Segundo o documento, a Corte de Apelação da Itália acolheu argumentos apresentados pela defesa de Zambelli e apontou possíveis dúvidas sobre a imparcialidade do julgamento realizado no Brasil.
Entre os pontos destacados pelos magistrados italianos está a participação do ministro Alexandre de Moraes no processo. A decisão observa que Moraes atuou como relator do caso mesmo sendo considerado uma das vítimas dos fatos investigados, em razão da inserção de um falso mandado de prisão em seu nome no sistema do CNJ.
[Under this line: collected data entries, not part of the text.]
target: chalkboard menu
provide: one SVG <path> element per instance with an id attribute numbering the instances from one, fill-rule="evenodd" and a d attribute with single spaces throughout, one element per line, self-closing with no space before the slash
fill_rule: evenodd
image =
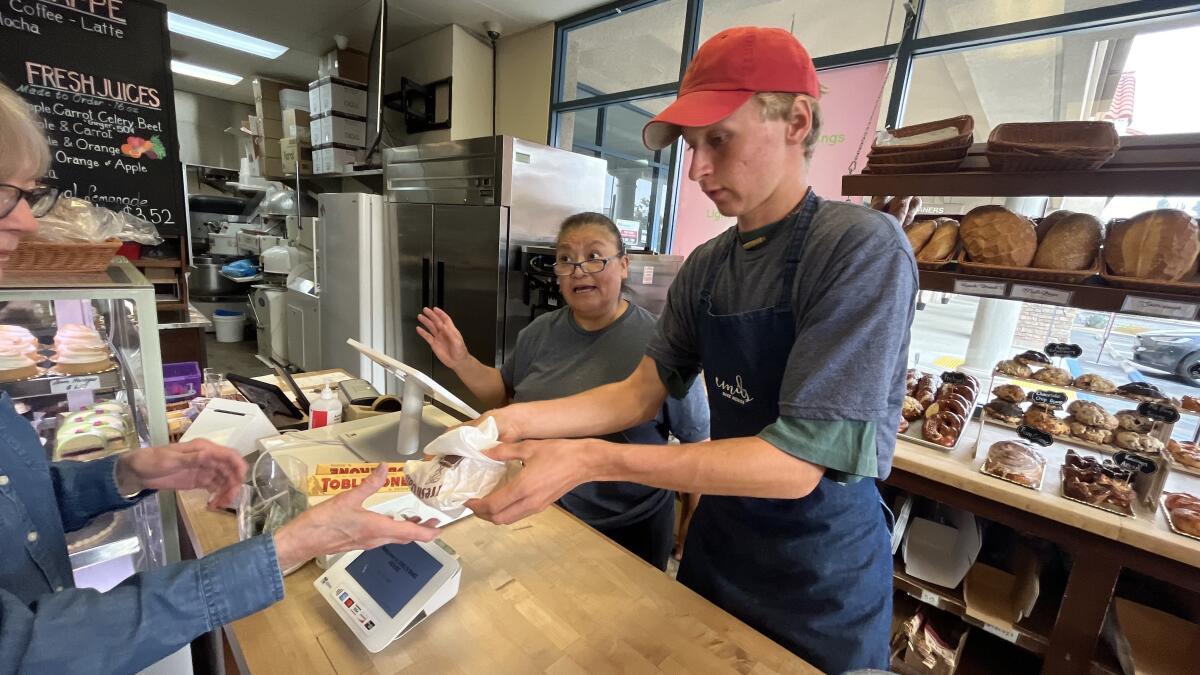
<path id="1" fill-rule="evenodd" d="M 186 214 L 166 11 L 146 0 L 4 0 L 0 79 L 42 117 L 47 184 L 174 234 Z"/>

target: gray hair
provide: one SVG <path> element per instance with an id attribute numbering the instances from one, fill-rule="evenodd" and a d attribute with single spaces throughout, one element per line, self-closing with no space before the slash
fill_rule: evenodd
<path id="1" fill-rule="evenodd" d="M 0 84 L 0 182 L 37 180 L 48 168 L 41 121 L 17 92 Z"/>

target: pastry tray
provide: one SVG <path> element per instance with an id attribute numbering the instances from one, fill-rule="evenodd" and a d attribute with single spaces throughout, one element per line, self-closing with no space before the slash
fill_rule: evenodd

Para a Justiça italiana, essa circunstância pode levantar questionamentos sobre a independência e a imparcialidade exigidas em processos judiciais. O documento cita entendimentos adotados pelo Tribunal Europeu dos Direitos Humanos, segundo os quais a acumulação de diferentes funções por um mesmo magistrado pode comprometer a percepção de neutralidade do julgamento.
A decisão também menciona que Alexandre de Moraes participou de diferentes etapas do processo, incluindo a expedição do mandado de prisão, o pedido de extradição e o fornecimento de informações relacionadas às condições do sistema prisional brasileiro.
Com base nesses argumentos, a Corte italiana concluiu que existem elementos que justificam a manutenção de Carla Zambelli em liberdade enquanto o caso continua sendo analisado pelas autoridades do país europeu.
Por outro lado, os magistrados rejeitaram alegações da defesa relacionadas a possíveis violações de direitos humanos caso a ex-deputada cumprisse pena em território brasileiro. A corte entendeu que não foram apresentados elementos suficientes para sustentar esse argumento.
A palavra final sobre a extradição caberá agora ao ministro da Justiça da Itália, Carlo Nordio, que deverá avaliar o processo e decidir se autoriza ou não o retorno da ex-parlamentar ao Brasil.
Carla Zambelli responde a processos relacionados à invasão dos sistemas do Conselho Nacional de Justiça e também possui condenação em outro caso envolvendo perseguição armada a um jornalista durante o período eleitoral de 2022. Este segundo processo ainda não integra o pedido de extradição atualmente analisado pelas autoridades italianas.
Até o momento, Alexandre de Moraes não havia se manifestado publicamente sobre o teor da decisão italiana.